President Donald Trump isn’t done rewarding Jeff Van Drew for leaving the Democratic Party.

The New Jersey congressman is getting a prime-time speaking slot Thursday during the Republican National Convention — a nationally televised platform enjoyed by some of Trump’s most loyal and well-known supporters.

It’s the latest boost for Van Drew since the longtime Democrat voted against Trump’s impeachment last December, switched parties, and pledged the president his “undying support.” And Trump’s continued backing could be crucial to Van Drew’s chances for reelection in the battleground South Jersey 2nd Congressional District.

“What we see with Jeff Van Drew is truly historic, and this is a recognition of his loyalty and the courage he had in changing parties,” said State Sen. Mike Testa, who cochairs Trump’s campaign in New Jersey.

The campaign of Amy Kennedy, the Democratic nominee against Van Drew, dismissed Van Drew’s coming RNC appearance as “another political payoff.”

“What have the people of South Jersey gotten from his party switch?” asked Josh Roesch, Kennedy’s campaign manager. “We have been abandoned and left without a champion during [the coronavirus] crisis. Jeff Van Drew joined a party that is trying to take health care away from children and families. He has vigorously defended Trump’s response to the pandemic, which has cost millions of jobs and hundreds of thousands of lives, and he has no plan for helping South Jersey’s economy recover.”

Van Drew aides did not return requests for comment.

Democratic candidate Amy Kennedy declares victory in New Jersey’s 2nd Congressional District Democratic primary in Northfield, N.J. on July 7, 2020. New Jersey. Gov. Phil Murphy and his wife, Tammy, are at left.
TOM GRALISH / Staff Photographer
Democratic candidate Amy Kennedy declares victory in New Jersey’s 2nd Congressional District Democratic primary in Northfield, N.J. on July 7, 2020. New Jersey. Gov. Phil Murphy and his wife, Tammy, are at left.

The new spotlight for Van Drew comes as he continues to walk something of a political tightrope after his high-profile party switch. The 2nd District encompasses the Philadelphia suburbs in Gloucester County south to Cape May, and runs from north of Atlantic City into Burlington County. Trump carried it by five percentage points in 2016, but Barack Obama twice won more than 50% of the vote.

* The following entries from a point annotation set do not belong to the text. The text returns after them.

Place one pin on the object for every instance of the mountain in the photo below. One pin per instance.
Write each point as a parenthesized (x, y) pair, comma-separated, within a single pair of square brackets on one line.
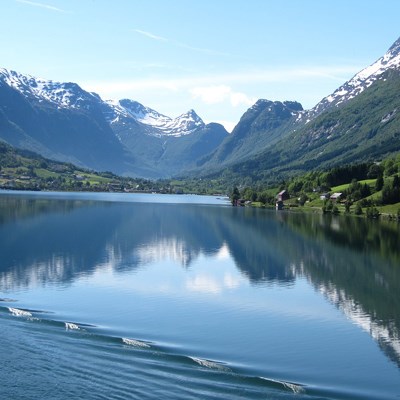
[(360, 121), (273, 140), (262, 125), (64, 122)]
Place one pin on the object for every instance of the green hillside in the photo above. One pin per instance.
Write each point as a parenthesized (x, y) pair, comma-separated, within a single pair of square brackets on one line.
[(366, 128)]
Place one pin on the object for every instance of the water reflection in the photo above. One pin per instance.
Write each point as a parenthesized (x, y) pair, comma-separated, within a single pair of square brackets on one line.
[(353, 263)]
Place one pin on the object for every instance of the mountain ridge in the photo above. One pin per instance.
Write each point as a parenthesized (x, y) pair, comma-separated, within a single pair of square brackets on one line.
[(141, 141)]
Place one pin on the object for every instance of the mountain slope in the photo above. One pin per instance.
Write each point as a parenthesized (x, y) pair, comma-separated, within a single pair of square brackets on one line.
[(360, 121), (366, 128), (263, 124), (65, 127), (63, 122)]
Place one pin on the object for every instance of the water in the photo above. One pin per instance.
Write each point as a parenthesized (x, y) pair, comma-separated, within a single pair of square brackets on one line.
[(111, 296)]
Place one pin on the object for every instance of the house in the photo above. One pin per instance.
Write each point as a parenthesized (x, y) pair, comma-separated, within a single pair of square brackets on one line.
[(336, 196), (282, 196)]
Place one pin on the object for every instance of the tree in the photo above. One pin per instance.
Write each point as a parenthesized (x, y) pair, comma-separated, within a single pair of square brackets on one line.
[(235, 195), (358, 209), (379, 183)]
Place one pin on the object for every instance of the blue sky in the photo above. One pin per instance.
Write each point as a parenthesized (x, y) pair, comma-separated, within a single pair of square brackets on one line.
[(214, 56)]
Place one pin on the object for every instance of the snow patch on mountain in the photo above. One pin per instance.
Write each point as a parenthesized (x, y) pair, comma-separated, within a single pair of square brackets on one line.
[(64, 95), (71, 95), (162, 125)]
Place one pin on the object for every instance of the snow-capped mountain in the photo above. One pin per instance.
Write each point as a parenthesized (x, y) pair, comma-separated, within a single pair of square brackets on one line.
[(362, 80), (64, 122), (71, 95), (163, 125), (63, 95)]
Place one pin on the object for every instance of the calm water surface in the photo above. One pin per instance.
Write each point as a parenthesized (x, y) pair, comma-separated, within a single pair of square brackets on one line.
[(110, 296)]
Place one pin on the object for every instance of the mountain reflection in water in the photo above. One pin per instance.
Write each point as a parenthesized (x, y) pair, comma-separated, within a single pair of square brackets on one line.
[(353, 262)]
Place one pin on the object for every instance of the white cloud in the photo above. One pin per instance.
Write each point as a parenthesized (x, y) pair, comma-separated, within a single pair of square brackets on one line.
[(219, 94), (178, 44), (151, 35), (214, 89), (41, 5)]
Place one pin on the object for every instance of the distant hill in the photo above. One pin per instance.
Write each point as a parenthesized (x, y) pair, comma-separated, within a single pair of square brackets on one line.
[(360, 121)]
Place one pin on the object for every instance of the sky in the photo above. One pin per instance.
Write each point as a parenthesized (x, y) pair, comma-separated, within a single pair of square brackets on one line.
[(217, 57)]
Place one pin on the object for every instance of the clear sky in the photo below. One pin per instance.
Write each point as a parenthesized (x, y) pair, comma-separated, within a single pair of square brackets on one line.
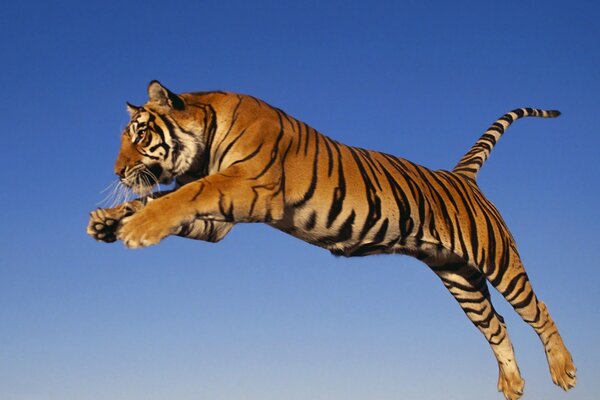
[(261, 315)]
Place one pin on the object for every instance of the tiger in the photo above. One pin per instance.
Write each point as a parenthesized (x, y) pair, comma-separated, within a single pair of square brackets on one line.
[(236, 159)]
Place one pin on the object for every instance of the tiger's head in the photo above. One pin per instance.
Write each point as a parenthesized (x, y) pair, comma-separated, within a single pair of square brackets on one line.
[(164, 139)]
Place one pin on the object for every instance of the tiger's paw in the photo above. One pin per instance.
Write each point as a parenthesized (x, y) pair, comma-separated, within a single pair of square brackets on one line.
[(146, 228), (104, 223), (562, 369)]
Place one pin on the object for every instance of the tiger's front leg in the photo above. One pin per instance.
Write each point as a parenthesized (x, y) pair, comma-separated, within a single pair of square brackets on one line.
[(226, 198)]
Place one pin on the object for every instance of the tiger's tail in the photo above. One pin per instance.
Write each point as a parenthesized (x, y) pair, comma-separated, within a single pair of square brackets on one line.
[(471, 162)]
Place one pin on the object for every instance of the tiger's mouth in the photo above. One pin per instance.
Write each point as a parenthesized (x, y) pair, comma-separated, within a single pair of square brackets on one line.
[(141, 179)]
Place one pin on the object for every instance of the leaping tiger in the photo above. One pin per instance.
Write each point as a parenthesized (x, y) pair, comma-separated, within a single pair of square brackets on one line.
[(237, 159)]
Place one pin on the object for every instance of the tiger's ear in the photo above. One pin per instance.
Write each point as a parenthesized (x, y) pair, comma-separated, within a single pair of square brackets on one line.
[(163, 97), (131, 109)]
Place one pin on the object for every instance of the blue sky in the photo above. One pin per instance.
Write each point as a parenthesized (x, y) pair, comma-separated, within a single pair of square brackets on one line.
[(262, 315)]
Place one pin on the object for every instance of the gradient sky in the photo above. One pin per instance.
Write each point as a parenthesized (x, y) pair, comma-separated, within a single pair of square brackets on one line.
[(262, 315)]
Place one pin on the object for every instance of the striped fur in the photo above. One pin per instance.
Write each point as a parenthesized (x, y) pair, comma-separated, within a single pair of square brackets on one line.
[(236, 159)]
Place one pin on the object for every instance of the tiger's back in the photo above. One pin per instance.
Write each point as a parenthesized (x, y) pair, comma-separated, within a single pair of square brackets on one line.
[(237, 159)]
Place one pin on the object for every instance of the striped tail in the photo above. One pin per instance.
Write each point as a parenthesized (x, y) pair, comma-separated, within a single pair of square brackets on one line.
[(471, 162)]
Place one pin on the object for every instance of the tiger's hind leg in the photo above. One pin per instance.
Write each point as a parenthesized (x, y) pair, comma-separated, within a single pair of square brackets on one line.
[(513, 282), (469, 287)]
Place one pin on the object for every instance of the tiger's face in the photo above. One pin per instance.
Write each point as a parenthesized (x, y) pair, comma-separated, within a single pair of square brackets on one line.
[(162, 141)]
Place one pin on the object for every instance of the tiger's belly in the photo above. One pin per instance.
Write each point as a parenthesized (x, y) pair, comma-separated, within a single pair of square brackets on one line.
[(353, 233)]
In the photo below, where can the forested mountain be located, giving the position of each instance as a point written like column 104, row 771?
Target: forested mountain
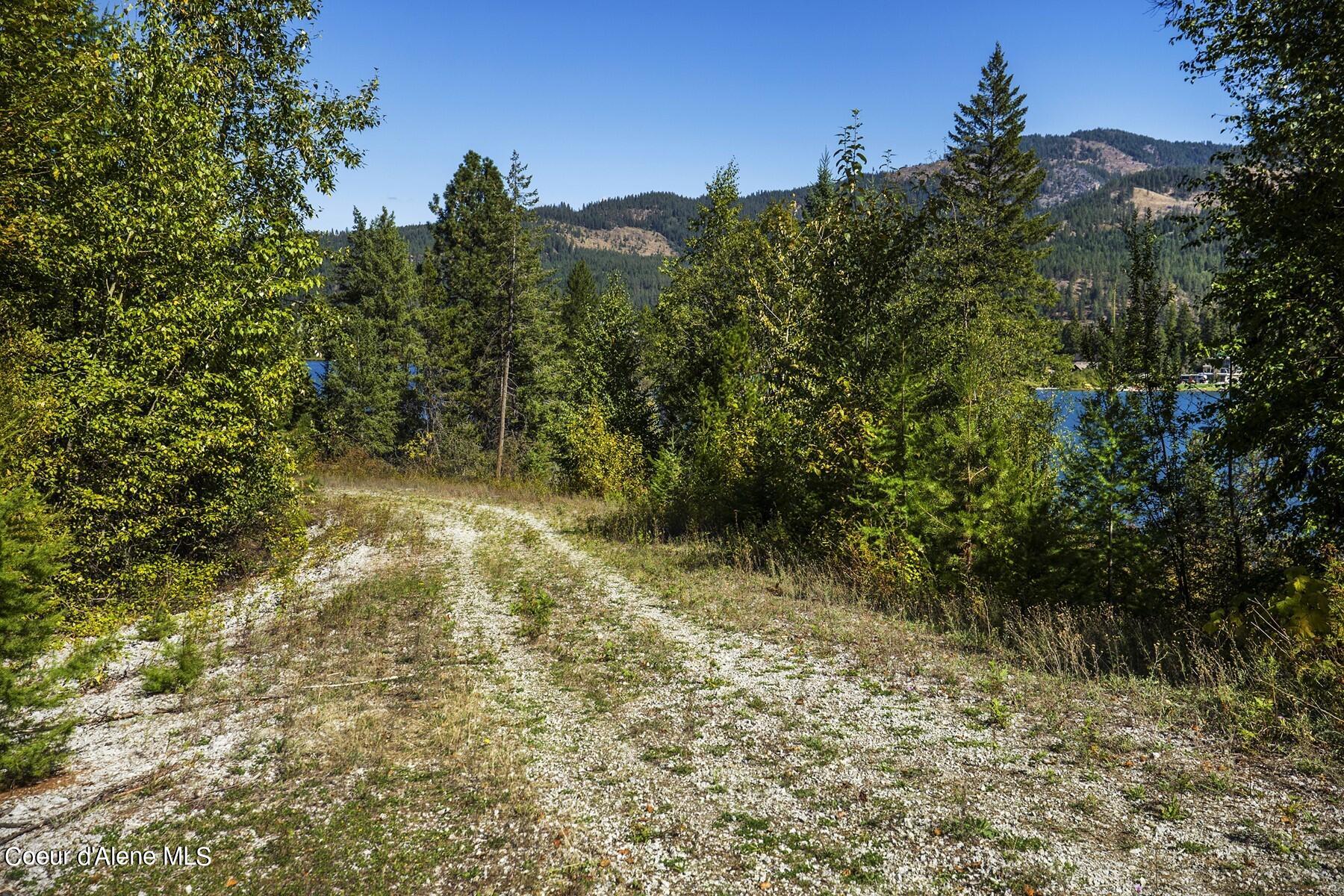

A state lawmaker for more than 15 years before he was elected to Congress in 2018, Van Drew was long seen as a conservative Democrat. He voted with Trump about 7% of the time before switching parties, and that has only increased to about 12% since then, according to a tally by the website FiveThirtyEight.

He was one of about two dozen Republicans who crossed party lines over the weekend to vote in favor of an emergency funding bill for the United States Postal Service, which Democrats accuse the Trump administration of undermining in a bid to hobble voting by mail across the country. And as the Trump campaign sues New Jersey over Gov. Phil Murphy‘s decision to conduct the state’s November election mostly by mail, Van Drew said he spent a week visiting 20 post offices across South Jersey.

But his statement, released before the vote Saturday, made no mention of concerns over mail voting.

“I visited the hard-working women and men of the USPS this week, and it only galvanized my resolve to ensure they are not used as political pawns,” Van Drew said. “We must ensure that they have the resources to deliver during these times to help all Americans receive their mail, which could include medicines or necessary goods.”

Trump with Van Drew in the Oval Office of the White House on Dec. 19, 2019.
Evan Vucci / AP
Trump with Van Drew in the Oval Office of the White House on Dec. 19, 2019.

The nonpartisan Cook Political Report, which tracks federal elections, earlier this month shifted its rating on the 2nd District from “leans Republicans” to “toss-up.” Independents still make up the district’s largest voting bloc, but their numbers declined by 11,000 in the last year, while Democrats picked up more voters than Republicans, according to an analysis by the William J. Hughes Center for Public Policy at Stockton University.

Van Drew’s defection initially led to a surge in campaign contributions, as well as a large rally with Trump in Wildwood in January. There, the president praised Van Drew for having “the guts to defy the left-wing fanatics in his own party.”

“He supports lower taxes — not bad,” Trump said then. “He loves our military, he loves our vets and police. ... He loves your Second Amendment, which is under siege by the Democrats.”